Sosok Kapolsek Medan Labuhan AKP D Raja Putra Napitupulu, menuai apresiasi setelah mengambil tindakan tegas terhadap organisasi kemasyarakatan (ormas) yang mendirikan posko di atas fasilitas umum. Ia menegaskan bahwa trotoar, taman, dan fasilitas publik lainnya adalah milik masyarakat umum, bukan tempat untuk dikuasai oleh OKP (Organisasi Kemasyarakatan dan Pemuda) maupun ormas tertentu.
Fasilitas umum adalah sarana dan prasarana fisik yang disediakan pemerintah guna mendukung aktivitas masyarakat yang meliputi drainase, penerangan jalan, taman, tempat pembuangan sampah, tiang atau jaringan listrik dan telepon serta lainnya.
Sehingga semua Fasum tersebut tidak boleh diklaim menjadi milik organisasi masyarakat (Ormas) dan kepemudaan (OKP) maupun sejenis, kecuali negara.

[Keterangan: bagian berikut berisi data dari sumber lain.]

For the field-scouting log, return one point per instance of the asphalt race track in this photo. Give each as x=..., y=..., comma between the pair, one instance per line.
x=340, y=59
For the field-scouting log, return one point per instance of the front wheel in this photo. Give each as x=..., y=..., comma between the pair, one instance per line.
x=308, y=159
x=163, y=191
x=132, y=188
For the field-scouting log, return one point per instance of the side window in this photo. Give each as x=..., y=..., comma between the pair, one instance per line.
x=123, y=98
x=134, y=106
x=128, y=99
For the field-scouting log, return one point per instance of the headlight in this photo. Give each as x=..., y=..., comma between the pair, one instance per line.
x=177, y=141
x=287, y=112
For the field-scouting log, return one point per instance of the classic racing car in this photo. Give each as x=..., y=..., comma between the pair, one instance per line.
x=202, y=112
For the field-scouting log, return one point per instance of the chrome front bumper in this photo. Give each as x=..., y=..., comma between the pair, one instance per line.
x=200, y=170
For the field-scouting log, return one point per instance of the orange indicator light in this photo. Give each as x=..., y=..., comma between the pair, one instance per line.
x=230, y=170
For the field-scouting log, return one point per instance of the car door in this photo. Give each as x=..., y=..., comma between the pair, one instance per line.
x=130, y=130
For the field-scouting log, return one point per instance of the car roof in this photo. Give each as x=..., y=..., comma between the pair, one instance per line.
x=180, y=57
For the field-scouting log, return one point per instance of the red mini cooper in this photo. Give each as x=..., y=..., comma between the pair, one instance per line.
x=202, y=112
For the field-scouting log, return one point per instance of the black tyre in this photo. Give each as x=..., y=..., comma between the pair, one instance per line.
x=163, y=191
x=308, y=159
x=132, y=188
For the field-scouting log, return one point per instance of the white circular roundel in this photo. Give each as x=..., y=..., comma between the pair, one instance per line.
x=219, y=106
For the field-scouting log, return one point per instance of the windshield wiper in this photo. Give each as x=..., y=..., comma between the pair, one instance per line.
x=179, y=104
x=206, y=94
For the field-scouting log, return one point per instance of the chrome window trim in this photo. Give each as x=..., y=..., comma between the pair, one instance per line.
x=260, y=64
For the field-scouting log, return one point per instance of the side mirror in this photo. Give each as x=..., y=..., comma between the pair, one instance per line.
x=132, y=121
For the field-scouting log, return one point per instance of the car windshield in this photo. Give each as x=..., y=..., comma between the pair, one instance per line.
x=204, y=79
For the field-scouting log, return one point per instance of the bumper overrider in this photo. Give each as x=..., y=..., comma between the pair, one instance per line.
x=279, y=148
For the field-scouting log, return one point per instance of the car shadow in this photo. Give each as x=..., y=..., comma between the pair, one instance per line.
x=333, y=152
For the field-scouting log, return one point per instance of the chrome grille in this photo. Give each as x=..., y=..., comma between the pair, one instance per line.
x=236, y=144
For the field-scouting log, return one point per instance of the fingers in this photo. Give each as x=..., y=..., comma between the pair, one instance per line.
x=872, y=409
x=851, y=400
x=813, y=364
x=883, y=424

Kapolsek Medan Labuhan AKP D Raja Putra Napitupulu mengatakan, kami menghimbau dua belah pihak tidak saling klaim Fasum miliknya karena itu berpotensi menjadi konflik ataupun tawuran antar OKP yang akhirnya menimbulkan keresahan masyarakat " Katanya saat memimpin mediasi penyelesaian perselisihan antara Ikatan Pemuda Karya (IPK) dan Pemuda Pancasila (PP) di Kantor Kelurahan Besar, Kecamatan Medan Labuhan, Jumat (9/6/2026).
Mediasi yang dilaksanakan Forum Komunikasi Pimpinan Kecamatan (Forkopimca) Kecamatan Medan Labuhan itu terkait pengecetan Fasum jenis tiang listrik dan telepon serta pengrusakan plang OKP yang terjadi di Kelurahan Besar dan Tangkahan, baru baru ini.
Sementara itu, Camat Medan Labuhan Elias Padang mengajak semua pihak termasuk OKP secara bersama menjaga Kamtibmas agar tetap aman dan kondusif.
"Marilah kita beri kenyamanan kepada masyarakat dan jangan pula kita menjadi perusak kenyamanan itu," tegasnya.
Hadir dalam acara tersebut Kaur Riksa Pomal I Belawan Kapten Suherman, Lurah Kelurahan Besar Gandi Gusri, Lurah Kelurahan Tangkahan Hanifah, Danramil 0201/11-ML diwakili Peltu Zulkarnain dan pengurus serta anggota IPK dan PP Kecamatan Medan Labuhan
Hasil mediasi, pimpinan OKP yang hadir sepakat untuk berdamai dan bersama menjaga Fasum yang sebelumnya dicat dengan atribut tertentu dikembalikan ke warna semula guna menghindari kesan penguasaan wilayah karena dapat meresahkan masyarakat.
Langkah tegas ini diambil Kapolsek Medan Labuhan, untuk memberikan rasa nyaman kepada masyarakat dan mengembalikan fungsi fasilitas publik yang sebenarnya. (Hamnas).